In commercio, l'artiglio del diavolo è disponibile in diverse formulazioni, sia per uso interno che esterno:
- Integratori orali: Compresse, capsule, estratti secchi o idroalcolici, spesso standardizzati per garantire un dosaggio preciso di principi attivi come l'arpagoside.
- Prodotti per uso cutaneo: Creme, gel e pomate, ideali per un'azione localizzata su dolori muscolari e articolari.
Utilizzo Topico: Creme e Gel all'Artiglio del Diavolo
L'applicazione topica di creme e gel a base di artiglio del diavolo rappresenta una modalità frequente e apprezzata per sfruttarne i benefici. La sua azione lenitiva e antinfiammatoria lo rende un alleato prezioso per:
- Dolori muscolari: Applicare generosamente sulle zone dolenti, massaggiando con movimenti circolari fino a completo assorbimento, può offrire un rapido sollievo dopo un'intensa attività fisica.
- Pelle: Le sue proprietà antiossidanti contribuiscono a nutrire e proteggere la pelle.

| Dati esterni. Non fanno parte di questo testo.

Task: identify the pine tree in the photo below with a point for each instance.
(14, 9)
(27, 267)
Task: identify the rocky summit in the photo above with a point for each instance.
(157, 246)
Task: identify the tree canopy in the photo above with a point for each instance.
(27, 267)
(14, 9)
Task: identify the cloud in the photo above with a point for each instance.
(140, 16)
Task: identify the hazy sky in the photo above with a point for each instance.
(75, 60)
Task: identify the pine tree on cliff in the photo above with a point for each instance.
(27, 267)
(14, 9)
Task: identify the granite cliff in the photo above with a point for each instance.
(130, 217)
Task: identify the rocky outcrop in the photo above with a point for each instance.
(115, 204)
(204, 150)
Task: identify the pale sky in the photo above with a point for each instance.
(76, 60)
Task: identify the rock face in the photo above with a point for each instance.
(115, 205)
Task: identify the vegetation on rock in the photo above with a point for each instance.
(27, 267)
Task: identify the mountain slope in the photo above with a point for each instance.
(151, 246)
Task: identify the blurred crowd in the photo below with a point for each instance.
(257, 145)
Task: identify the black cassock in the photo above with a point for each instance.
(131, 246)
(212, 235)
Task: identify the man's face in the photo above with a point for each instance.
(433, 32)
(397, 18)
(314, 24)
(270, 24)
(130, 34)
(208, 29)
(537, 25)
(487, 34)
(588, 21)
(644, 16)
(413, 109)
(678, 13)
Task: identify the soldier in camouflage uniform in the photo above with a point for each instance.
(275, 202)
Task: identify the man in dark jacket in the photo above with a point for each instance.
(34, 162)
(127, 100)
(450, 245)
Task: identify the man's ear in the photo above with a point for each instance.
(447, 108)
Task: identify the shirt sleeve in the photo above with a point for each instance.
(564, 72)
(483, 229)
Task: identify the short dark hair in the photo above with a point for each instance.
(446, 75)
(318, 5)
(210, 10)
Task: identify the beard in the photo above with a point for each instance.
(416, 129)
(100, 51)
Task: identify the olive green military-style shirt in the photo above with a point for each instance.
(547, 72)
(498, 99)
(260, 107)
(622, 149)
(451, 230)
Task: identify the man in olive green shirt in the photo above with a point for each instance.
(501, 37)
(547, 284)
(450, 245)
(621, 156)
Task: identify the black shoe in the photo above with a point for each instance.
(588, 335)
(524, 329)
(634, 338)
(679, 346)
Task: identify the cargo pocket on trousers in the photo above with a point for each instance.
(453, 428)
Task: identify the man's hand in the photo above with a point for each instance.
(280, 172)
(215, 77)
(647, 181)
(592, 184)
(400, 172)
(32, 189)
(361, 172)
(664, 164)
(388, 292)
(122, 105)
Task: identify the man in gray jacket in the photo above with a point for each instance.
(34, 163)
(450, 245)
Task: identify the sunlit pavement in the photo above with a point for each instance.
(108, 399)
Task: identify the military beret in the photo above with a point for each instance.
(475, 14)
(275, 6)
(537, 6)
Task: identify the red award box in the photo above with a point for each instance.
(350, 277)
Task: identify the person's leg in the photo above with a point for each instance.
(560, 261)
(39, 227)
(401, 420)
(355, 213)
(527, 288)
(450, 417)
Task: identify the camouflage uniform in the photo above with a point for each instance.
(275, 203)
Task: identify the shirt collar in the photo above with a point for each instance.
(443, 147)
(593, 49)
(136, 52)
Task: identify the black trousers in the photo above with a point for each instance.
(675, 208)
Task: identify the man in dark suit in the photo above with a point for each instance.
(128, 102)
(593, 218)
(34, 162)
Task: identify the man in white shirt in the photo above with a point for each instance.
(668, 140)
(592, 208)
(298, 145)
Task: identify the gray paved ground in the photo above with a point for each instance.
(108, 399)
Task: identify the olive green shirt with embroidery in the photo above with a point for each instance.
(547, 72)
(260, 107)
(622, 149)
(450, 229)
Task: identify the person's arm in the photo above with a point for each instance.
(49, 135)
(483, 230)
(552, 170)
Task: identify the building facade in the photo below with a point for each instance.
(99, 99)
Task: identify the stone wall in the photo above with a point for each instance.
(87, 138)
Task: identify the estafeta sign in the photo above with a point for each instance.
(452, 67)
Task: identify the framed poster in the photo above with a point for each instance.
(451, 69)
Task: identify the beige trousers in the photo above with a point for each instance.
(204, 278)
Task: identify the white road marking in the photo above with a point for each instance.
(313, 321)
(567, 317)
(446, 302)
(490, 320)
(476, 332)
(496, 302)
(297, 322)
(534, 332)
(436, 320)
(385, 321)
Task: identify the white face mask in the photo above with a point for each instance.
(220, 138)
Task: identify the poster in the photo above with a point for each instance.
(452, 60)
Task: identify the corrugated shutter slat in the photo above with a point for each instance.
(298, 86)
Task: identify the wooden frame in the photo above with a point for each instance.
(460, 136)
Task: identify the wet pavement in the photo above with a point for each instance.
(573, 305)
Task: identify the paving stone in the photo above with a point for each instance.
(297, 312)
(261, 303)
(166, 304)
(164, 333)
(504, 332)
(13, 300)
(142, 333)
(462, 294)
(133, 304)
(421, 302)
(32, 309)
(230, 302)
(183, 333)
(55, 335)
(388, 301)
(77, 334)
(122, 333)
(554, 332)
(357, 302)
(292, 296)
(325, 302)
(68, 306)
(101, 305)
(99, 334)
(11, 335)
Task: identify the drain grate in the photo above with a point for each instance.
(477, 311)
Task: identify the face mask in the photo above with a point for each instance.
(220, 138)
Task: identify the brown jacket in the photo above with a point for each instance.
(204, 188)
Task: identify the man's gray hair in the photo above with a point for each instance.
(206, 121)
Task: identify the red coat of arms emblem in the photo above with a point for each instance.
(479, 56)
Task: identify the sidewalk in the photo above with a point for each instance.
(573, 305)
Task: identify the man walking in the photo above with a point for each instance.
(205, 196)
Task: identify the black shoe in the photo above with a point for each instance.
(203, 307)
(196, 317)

- Articolazioni: L'applicazione diretta sulle articolazioni doloranti può fornire un sollievo tangibile da infiammazioni e dolori.
- Relax: Grazie al suo potere lenitivo, la crema all'artiglio del diavolo può essere utilizzata per massaggi rilassanti, donando una sensazione di benessere.
Molti prodotti combinano l'artiglio del diavolo con altri ingredienti naturali, come l'arnica, l'equiseto, la spirea ulmaria e oli essenziali (chiodi di garofano, lavanda, cannella, zenzero), per potenziarne l'efficacia e offrire un'azione sinergica. Alcuni gel, arricchiti con capsico, stimolano la vasodilatazione riscaldando i tessuti, mentre altri, come il gel Artiglio del Diavolo de I Rimedi dei Monaci, uniscono i benefici dell'artiglio del diavolo e dell'arnica montana per una sensazione di benessere nelle zone di sofferenza.

Considerazioni sull'Assunzione e Controindicazioni
La quantità e il momento della giornata in cui assumere l'artiglio del diavolo, sia in forma orale che topica, possono variare in base alle caratteristiche individuali e al tipo di prodotto. È consigliabile consultare un professionista della salute per determinare il dosaggio ottimale e le modalità di assunzione più adatte alle proprie necessità.
Tuttavia, è importante tenere presente alcune controindicazioni e precauzioni:
- Gravidanza e allattamento: L'uso è sconsigliato a causa della potenziale azione sulla muscolatura uterina.
- Ulcera peptica e iperacidità gastrica: Le proprietà amaricanti stimolano la secrezione acida, potendo aggravare queste condizioni.
- Calcoli biliari: È raccomandato il parere del medico prima dell'utilizzo.
- Interazioni farmacologiche: L'assunzione orale potrebbe interferire con farmaci anticoagulanti, antiaggreganti e antiaritmici, e potrebbe influenzare il metabolismo di alcuni farmaci epatici (citocromo P450). È prudente non associare l'artiglio del diavolo a farmaci antinfiammatori (FANS) o cortisonici senza consulto medico.
- Effetti collaterali: In alcuni casi, l'assunzione orale può causare diarrea.
L'uso esterno cutaneo, invece, generalmente non presenta controindicazioni significative.
Meglio l'Arnica o l'Artiglio del diavolo? (Dolori muscolari, articolari e traumi)
La qualità e la standardizzazione dei preparati sono fondamentali per garantirne l'efficacia. La raccolta indiscriminata in alcune aree africane può inoltre minacciare la sopravvivenza della specie, rendendo importante la scelta di prodotti provenienti da fonti sostenibili.